As far as U.S. law is concerned, the world divides into three geographical areas:

  • The United States

  • Canada

  • The rest of the world

In the United States, people can use full-strength PK algorithms but must pay a license fee to PKP. And you can import and use illegal encryption software from abroad, without fear of trouble from the Defense Department; however, you should pay patent license fees to PKP, so there is not much point.

In Canada, you can use the full-strength encryption exported from the United States, and you don't have to pay a license fee because Canada does not recognize patents on software.

In the rest of the world, you can use feeble encryption exported from the United States or full-strength encryption brewed locally. If you can't get it locally, there are plenty of people in Moscow and other places who will give you the full-strength U.S. product.

Britain used to follow the U.S. ban on exports of munitions of war, but now the following two instruments apply. (We think! The U.K. government is no more interested in making it easy to figure out what is going on than the U.S. government, it seems.)

  • The Export of Goods (Control) Order, which is United Kingdom legislation

  • Dual-Use and Related Good (Export Control) Regulations, which are European Community law

These laws are rather more lenient than U.S. law, and, in particular, Apache-SSL is probably exempt as an over-the-counter product. Anyone who wants to get into this business should seek legal advice, since the British government is no fonder than any other of explaining in clear and simple terms what the law actually means in practice. However, it also is very shy of making a fool of itself in court, so the situation does not seem to be draconian, though it is more worrying than it was. At the time of this writing (summer 1998), the new Labor government had been in power about a year. The manifesto that led to their election had made anodyne noises about encryption, but as time went on, it appeared that the American government was making strenuous efforts to get Britain and the European Community to adhere to its unsatisfactory policies. The situation may have been complicated by British prime minister Blair's need to get President Clinton's active help in reducing U.S. support to the IRA in order to try to resolve the Irish war. In the process he may have been obliged to give unpublished undertakings on other issues -- which may have included encryption.

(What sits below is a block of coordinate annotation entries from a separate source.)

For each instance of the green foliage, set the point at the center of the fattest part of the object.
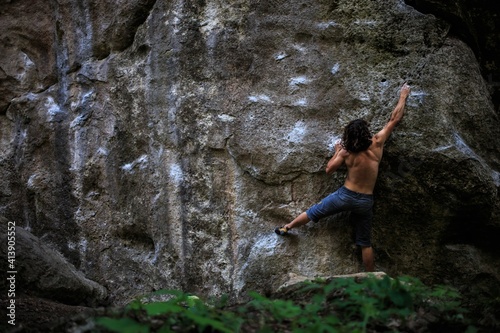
(341, 305)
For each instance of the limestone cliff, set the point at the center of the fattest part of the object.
(156, 144)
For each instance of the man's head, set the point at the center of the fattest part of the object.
(357, 136)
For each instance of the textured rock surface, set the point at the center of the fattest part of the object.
(45, 273)
(158, 144)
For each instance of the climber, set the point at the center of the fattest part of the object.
(361, 152)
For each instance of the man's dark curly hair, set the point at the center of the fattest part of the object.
(357, 136)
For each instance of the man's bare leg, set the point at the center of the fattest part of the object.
(298, 221)
(367, 255)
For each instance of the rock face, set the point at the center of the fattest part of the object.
(156, 144)
(46, 273)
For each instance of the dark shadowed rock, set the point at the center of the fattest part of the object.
(168, 139)
(43, 272)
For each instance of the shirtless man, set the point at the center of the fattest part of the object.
(361, 152)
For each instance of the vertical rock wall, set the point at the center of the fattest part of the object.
(158, 144)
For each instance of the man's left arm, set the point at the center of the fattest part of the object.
(337, 159)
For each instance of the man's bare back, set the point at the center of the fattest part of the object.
(362, 161)
(362, 168)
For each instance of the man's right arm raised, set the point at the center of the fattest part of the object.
(396, 115)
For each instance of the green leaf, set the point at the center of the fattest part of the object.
(122, 325)
(158, 308)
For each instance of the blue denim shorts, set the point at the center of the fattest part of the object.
(359, 204)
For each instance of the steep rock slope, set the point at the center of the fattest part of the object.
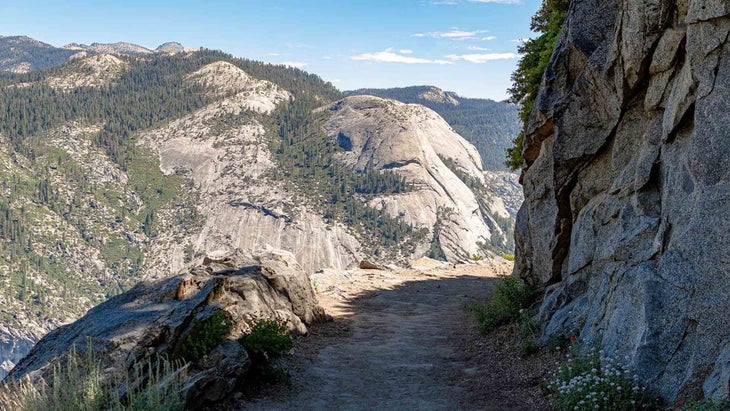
(244, 208)
(162, 318)
(414, 142)
(20, 54)
(489, 125)
(178, 156)
(625, 220)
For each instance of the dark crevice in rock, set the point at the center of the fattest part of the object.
(262, 209)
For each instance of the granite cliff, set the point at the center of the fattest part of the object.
(625, 220)
(128, 168)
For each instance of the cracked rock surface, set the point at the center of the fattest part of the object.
(626, 217)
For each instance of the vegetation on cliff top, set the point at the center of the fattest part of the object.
(526, 79)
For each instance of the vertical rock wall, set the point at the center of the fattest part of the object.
(626, 220)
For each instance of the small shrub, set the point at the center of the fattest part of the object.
(707, 405)
(509, 297)
(590, 383)
(508, 257)
(528, 332)
(205, 336)
(266, 343)
(78, 384)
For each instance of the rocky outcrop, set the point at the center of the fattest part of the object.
(626, 181)
(14, 344)
(416, 143)
(244, 208)
(156, 319)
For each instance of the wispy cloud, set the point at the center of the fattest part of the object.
(390, 56)
(295, 64)
(497, 1)
(481, 58)
(456, 2)
(452, 34)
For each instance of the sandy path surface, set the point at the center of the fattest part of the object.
(391, 344)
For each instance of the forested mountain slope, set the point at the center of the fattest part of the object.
(488, 124)
(117, 168)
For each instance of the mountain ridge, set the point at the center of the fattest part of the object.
(100, 196)
(23, 54)
(489, 125)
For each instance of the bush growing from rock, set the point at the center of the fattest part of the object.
(509, 297)
(205, 336)
(80, 384)
(266, 343)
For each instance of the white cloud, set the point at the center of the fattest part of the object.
(497, 1)
(389, 56)
(481, 58)
(453, 34)
(455, 2)
(295, 64)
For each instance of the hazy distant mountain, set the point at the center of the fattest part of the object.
(21, 54)
(489, 125)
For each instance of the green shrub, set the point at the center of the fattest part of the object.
(509, 297)
(78, 384)
(707, 405)
(205, 336)
(590, 383)
(266, 343)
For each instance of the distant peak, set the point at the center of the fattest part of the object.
(170, 47)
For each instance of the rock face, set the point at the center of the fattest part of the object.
(416, 143)
(244, 209)
(14, 344)
(156, 318)
(626, 218)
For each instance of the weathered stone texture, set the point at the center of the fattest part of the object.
(626, 219)
(154, 319)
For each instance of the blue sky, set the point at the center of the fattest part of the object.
(467, 46)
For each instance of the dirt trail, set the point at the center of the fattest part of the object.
(391, 345)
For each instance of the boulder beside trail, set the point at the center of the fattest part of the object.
(155, 319)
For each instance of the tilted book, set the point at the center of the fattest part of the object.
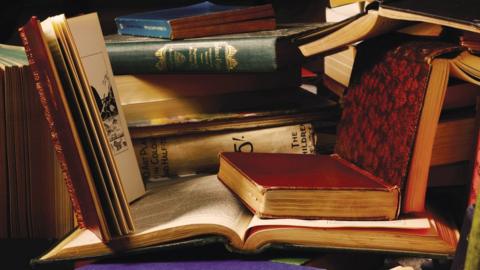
(200, 210)
(74, 82)
(263, 51)
(392, 15)
(384, 142)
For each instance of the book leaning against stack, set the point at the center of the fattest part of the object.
(34, 199)
(194, 209)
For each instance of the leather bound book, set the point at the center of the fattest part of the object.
(64, 136)
(315, 185)
(386, 132)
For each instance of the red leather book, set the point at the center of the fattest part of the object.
(313, 186)
(64, 135)
(384, 140)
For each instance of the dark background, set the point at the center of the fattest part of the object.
(15, 13)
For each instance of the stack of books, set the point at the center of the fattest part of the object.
(187, 100)
(368, 195)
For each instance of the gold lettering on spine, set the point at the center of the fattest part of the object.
(230, 52)
(219, 56)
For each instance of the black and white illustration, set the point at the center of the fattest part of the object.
(101, 85)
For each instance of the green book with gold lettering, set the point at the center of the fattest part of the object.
(262, 51)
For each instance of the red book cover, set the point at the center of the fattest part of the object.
(377, 132)
(63, 133)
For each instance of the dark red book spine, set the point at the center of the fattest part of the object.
(61, 130)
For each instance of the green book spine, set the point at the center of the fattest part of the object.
(234, 55)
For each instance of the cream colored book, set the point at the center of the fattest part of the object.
(160, 157)
(199, 207)
(88, 38)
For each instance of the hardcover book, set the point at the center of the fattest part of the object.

The proposal being touted comes from Royal Holloway College, which is part of London University, and the European Commission Council DGIII, and would establish a distributed, secure key escrow system. It would be illegal to use a key that was not held in escrow. There are at least two problems with this policy:

  • One corrupt official within the escrow system could throw every "secure" site open to the underworld.

  • It would not bother criminals at all.

It is rather as though a new kind of unbreakable door lock had been invented. The government, afraid that behind these new doors, citizens are going to do unspeakable things, orders that every owner of the new lock has to deposit a copy of the key at the police station. The criminals do not bother, and their friends the corrupt policemen give them all the honest peoples' keys.

The difficulty with trying to criminalize the use of encrypted files is that they cannot be positively identified. An encrypted message may be hidden in an obvious nonsense file, but it may also be hidden (by steganography) in unimportant bits in a picture or a piece of music or something like that. Conversely, a nonsense file may be an encrypted message, but it may also be a corrupt ordinary file or a proprietary data file whose format is not published. There seems to be no reliable way of distinguishing between the possibilities except by producing a decode. And the only person who can do that is the "criminal," who is not likely to put himself in jeopardy.

France, as always very practical in matters of national security, bans PK encryption without a license from the government, and the government does not issue licenses. Use of the technology in France, let alone its export, is a crime. We would be interested to hear reliable accounts of the position in other countries for inclusion in later editions of this book.